У Давида Самойлова есть об этом потрясающее стихотворение 1944 года «Прощание» («Я вновь покинул Третий Рим…»). После отпуска по ранению он возвращается на фронт из тыла, о котором с омерзением говорит:
Здесь так живут, презрев терновникиЖелезных войн и революций —Уже мужья, уже чиновники,Уже льстецы и честолюбцы.
А там, на войне, его товарищи —
…узнали тяжесть злой стези,На крепкие прямые плечиСудьбу России погрузив.
Нельзя вернуться к себе прежнему, потому что то, что произошло на войне с человеком, находится за гранью его довоенного восприятия. Сэлинджер, того же поколения представитель, в рассказе «Хорошо ловится рыбка-бананка» абсолютно точно это объяснил. Сказка, как рыбка-бананка съела слишком много бананов, раздулась до того, что не смогла выплыть из пещеры и умерла, которую рассказывает маленькой Сибилле Симор Гласс, – это сказка о нем, о Симоре.
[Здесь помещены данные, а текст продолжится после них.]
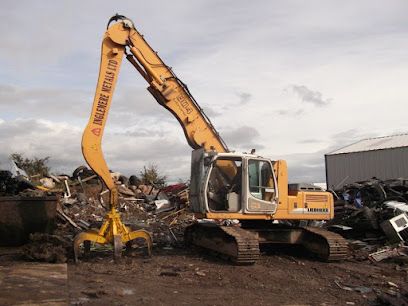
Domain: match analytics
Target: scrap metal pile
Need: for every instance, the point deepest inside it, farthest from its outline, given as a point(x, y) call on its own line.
point(373, 214)
point(83, 202)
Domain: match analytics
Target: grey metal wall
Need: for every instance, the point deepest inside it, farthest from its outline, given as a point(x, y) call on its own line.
point(347, 168)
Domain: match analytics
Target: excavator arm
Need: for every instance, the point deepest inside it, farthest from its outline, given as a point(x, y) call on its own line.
point(169, 91)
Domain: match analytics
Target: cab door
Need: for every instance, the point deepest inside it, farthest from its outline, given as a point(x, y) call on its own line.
point(198, 169)
point(260, 187)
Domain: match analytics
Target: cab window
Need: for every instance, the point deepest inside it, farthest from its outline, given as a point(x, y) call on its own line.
point(261, 182)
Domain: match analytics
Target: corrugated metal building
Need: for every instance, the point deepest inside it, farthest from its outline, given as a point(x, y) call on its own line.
point(382, 157)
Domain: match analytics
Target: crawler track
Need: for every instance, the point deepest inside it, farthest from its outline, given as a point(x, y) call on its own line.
point(239, 245)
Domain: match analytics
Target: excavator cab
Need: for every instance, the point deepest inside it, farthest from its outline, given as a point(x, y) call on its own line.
point(229, 183)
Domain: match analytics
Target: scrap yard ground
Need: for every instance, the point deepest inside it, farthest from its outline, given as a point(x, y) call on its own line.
point(186, 277)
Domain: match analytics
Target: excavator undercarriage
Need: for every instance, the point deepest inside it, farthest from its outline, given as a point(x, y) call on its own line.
point(242, 244)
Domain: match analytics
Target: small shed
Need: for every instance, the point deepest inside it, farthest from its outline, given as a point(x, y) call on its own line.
point(381, 157)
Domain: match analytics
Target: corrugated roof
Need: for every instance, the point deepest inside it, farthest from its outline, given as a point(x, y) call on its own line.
point(372, 144)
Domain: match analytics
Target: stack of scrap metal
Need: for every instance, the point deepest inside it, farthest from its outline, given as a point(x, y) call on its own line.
point(374, 212)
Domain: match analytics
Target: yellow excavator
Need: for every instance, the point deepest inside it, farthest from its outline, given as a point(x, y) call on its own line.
point(224, 185)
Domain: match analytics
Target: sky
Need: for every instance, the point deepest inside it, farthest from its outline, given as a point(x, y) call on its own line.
point(293, 79)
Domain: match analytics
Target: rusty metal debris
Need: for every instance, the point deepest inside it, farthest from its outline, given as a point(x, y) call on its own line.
point(372, 214)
Вот и с ним случилось нечто подобное. Невозможно вернуться после ужасов фронта в этот пошлый мир, невозможно жить в одном номере со скучной Мюриэль, невозможно с ней спать. И большинство вернувшихся с войны ветеранов в первое время испытывали тяжелейший кризис, о чем у нас мало что написано, кроме как в стихах. Да и в прозе, пожалуй, только у Юрия Нагибина в рассказе «Терпение» и Юрия Бондарева в романе «Тишина».